Most Active Stories
Shots - Health Blog
Experimental Vaccine For Stomach Flu Might Work
Originally published on Thu December 8, 2011 9:15 am
Nothing ruins a nice cruise or a gluttonous run down the office party buffet like the norovirus.
The obnoxious virus causes the euphemistically-named stomach flu and is one of the most common foodborne illnesses. If you catch it, there's no drug to make you better. You pretty much have to ride out the diarrhea, vomiting and stomach pain for a few days.
For now the best way to prevent the illness is with good hygiene. Even then, the highly contagious virus is hard to contain. So there's growing interest in a vaccine.
An experimental vaccine being developed by LigoCyte Pharmaceuticals has been tried in a study involving almost 100 people. And the results, though preliminary, suggest a vaccine could help protect people from norovirus.
In the test, half the people got two spritzes of vaccine in the nose three weeks apart. The others got placebo spritzes on the same schedule.
Three weeks after the second spritz, the study volunteers faced a pretty tough test. They had to swallow 10 times the amount of norovirus that is usually enough to infect half the people exposed to it.
What happened? More than two-thirds of the people who got placebo came down with stomach flu. Only 37 percent of those who got two doses of the vaccine did. Side effects that could have been related to the study were about the same in both groups.

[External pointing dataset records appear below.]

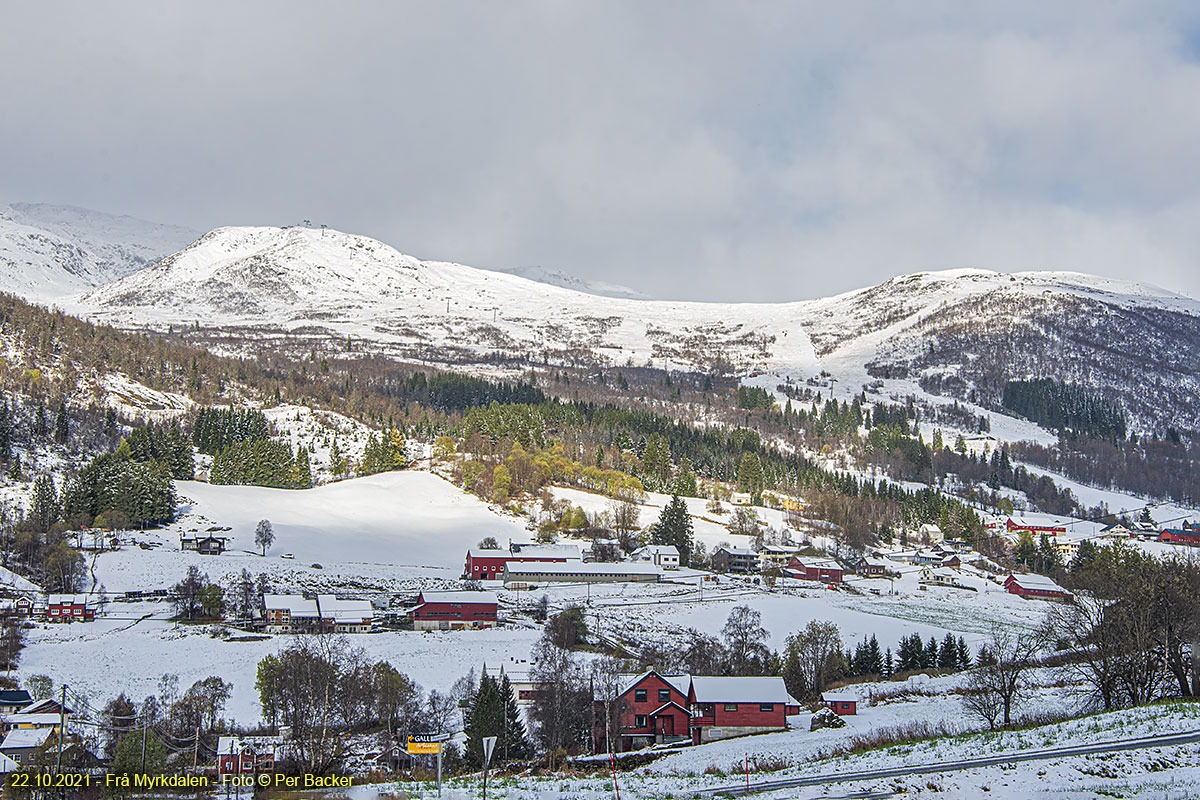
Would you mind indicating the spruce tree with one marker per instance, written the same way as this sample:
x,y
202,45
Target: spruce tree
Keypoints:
x,y
948,656
514,739
61,429
675,528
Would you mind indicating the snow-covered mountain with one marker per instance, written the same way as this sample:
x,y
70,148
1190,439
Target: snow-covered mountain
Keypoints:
x,y
559,278
957,334
52,251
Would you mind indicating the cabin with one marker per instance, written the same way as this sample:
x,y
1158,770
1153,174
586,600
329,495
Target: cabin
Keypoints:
x,y
13,699
324,614
930,533
723,708
871,567
489,565
1180,536
939,576
448,611
648,709
208,545
1032,528
841,704
777,557
664,555
69,608
736,560
810,567
523,575
19,745
1037,587
249,755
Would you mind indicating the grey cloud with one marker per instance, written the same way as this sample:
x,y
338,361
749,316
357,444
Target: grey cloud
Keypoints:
x,y
757,151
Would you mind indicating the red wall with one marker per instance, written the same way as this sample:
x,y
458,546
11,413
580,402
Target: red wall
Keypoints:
x,y
465,612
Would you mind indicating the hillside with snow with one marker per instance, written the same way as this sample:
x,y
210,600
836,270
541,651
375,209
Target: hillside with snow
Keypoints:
x,y
946,336
51,251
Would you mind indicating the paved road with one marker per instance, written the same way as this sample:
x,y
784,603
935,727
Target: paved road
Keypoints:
x,y
1165,740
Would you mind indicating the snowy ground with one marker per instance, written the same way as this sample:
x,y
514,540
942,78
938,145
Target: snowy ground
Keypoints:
x,y
1171,773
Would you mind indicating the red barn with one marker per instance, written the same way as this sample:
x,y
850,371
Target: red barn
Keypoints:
x,y
649,709
840,704
444,611
809,567
489,565
1181,536
69,608
723,708
1036,585
1053,530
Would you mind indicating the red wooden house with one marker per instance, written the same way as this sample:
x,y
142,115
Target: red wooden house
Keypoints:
x,y
1053,530
443,611
489,565
840,704
810,567
1181,536
69,608
723,708
649,709
1037,587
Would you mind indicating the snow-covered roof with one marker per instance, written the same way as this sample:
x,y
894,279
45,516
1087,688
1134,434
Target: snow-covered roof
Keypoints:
x,y
658,549
819,561
1037,582
27,738
678,681
39,720
741,690
457,597
295,605
64,600
235,745
569,552
345,611
591,567
475,553
833,697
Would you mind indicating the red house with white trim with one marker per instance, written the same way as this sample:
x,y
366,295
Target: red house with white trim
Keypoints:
x,y
489,565
69,608
723,708
1053,530
810,567
445,611
1181,536
649,709
1037,587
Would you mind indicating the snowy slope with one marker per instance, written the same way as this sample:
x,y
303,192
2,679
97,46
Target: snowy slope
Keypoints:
x,y
51,251
297,280
559,278
951,335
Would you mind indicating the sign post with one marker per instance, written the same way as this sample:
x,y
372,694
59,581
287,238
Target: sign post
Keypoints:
x,y
489,746
429,744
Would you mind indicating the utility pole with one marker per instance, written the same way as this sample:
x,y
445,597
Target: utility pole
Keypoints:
x,y
63,729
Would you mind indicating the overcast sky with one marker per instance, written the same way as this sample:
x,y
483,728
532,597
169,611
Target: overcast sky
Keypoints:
x,y
724,151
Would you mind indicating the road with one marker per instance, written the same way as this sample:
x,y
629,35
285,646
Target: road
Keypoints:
x,y
1165,740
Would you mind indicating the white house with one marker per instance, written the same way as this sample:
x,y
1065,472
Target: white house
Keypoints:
x,y
664,555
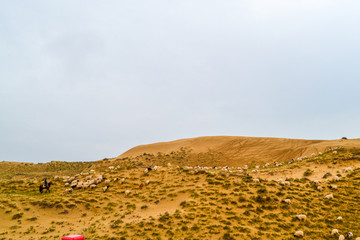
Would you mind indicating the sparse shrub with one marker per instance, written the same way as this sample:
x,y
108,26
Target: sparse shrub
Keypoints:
x,y
308,172
17,216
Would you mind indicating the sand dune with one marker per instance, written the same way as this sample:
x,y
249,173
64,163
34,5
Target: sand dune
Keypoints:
x,y
244,150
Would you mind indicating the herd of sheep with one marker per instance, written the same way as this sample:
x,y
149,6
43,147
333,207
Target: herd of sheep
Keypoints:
x,y
92,182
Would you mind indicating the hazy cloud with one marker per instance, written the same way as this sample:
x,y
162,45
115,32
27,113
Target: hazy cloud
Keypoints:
x,y
84,80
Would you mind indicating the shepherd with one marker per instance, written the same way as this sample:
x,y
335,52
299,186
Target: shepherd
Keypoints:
x,y
45,186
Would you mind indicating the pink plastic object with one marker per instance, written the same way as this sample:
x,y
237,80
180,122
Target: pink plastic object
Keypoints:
x,y
73,237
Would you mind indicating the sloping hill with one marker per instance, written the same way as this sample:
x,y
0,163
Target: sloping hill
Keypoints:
x,y
244,150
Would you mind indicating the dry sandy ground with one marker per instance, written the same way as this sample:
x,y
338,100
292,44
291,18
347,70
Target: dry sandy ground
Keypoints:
x,y
244,150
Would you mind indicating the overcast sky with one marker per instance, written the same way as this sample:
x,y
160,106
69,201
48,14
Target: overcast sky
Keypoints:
x,y
85,80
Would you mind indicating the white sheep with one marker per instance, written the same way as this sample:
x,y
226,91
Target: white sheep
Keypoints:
x,y
335,232
256,180
336,178
301,217
349,235
299,234
317,182
68,190
287,201
329,196
106,188
285,183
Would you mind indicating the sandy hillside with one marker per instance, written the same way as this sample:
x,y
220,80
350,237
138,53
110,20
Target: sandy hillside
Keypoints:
x,y
244,150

The result come with some caveats. The vaccine didn't lead to as strong an immune response as a natural infection. It's also not clear how long a vaccine's protection would last. And there are lots of different noroviruses, so a vaccine won't really be ready for prime time until it can tackle several of those at the same time.
Still, the researchers conclude, the study "shows that it may be possible to use a vaccination strategy to prevent norovirus disease."
The work was funded by LigoCyte and the National Institutes of Health. The results appear in the latest issue of the New England Journal of Medicine.